Mountain Trail Running ー山が教えてくれたことー
第5章 筋肉チューニング
梅崎司の施術は、腰の不安定さを乗り越えてからはゆっくりだが順調に進捗していった。週二回、浦和でのクラブのトレーニング後に調布のサロンまで足を運び、二時間の施術を受ける。夜遅くなることもあったが、それでも休まずに、体中の筋肉のロックを解除すべく施術を重ねていった。

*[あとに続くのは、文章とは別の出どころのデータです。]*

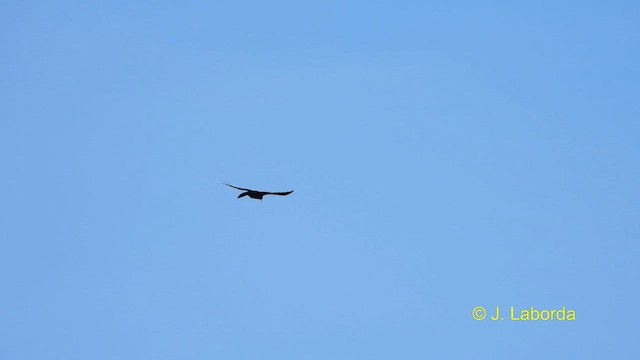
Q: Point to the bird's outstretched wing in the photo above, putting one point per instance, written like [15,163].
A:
[235,187]
[279,193]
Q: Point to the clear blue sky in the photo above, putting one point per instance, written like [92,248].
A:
[444,155]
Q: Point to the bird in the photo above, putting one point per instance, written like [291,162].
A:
[254,194]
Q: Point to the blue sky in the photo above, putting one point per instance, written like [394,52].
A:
[444,155]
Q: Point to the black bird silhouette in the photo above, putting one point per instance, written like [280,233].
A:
[254,194]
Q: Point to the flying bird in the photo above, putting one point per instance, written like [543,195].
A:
[254,194]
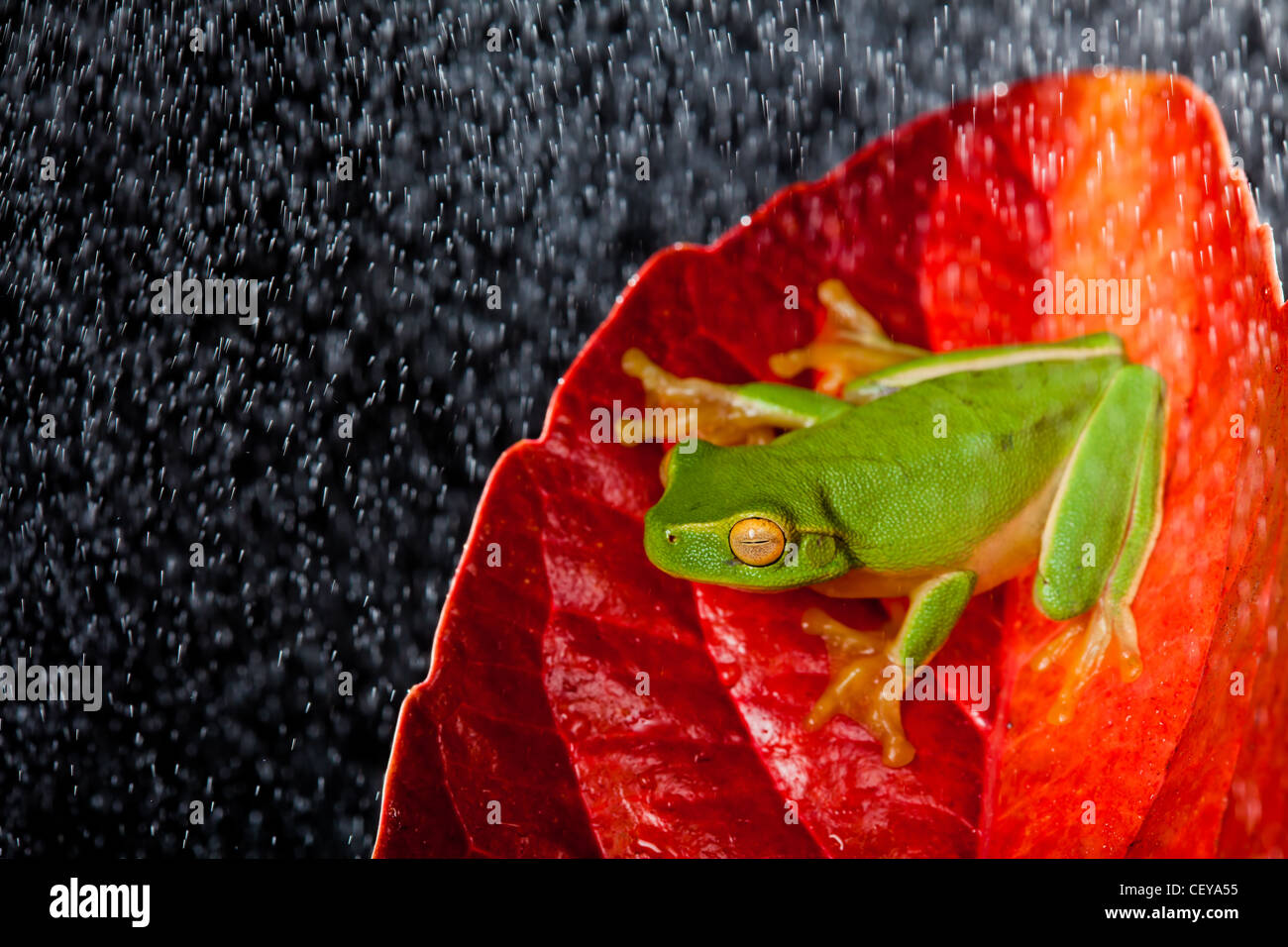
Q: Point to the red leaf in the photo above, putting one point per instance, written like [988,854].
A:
[529,736]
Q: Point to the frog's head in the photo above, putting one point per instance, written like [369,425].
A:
[738,517]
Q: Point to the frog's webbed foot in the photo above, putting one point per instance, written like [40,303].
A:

石川直宏と梅崎司。この二人のプロアスリートの施術で私たちが得たものはとてつもなく大きかった。これまでの施術は疼痛を患っている顧客の痛みの緩和に主眼をおいていた。しかし、石川と同時進行で施術することになった梅崎は筋肉のロック現象を理解してからは、痛みの緩和という視点に留まらず、プレーのパフォーマンスアップにとても貪欲だった。引退を決めた石川より五歳若い三一歳。日本代表に選ばれた一九歳から一二年の歳月が過ぎていたが、まだプロサッカー選手としての最高の自分に出会えていないという思いが強く感じられた。年齢的には残された時間はあるものの、確固たる方向性が見つからずに目の前に靄がかかっている時に、筋肉のロック現象を知ったということだろう。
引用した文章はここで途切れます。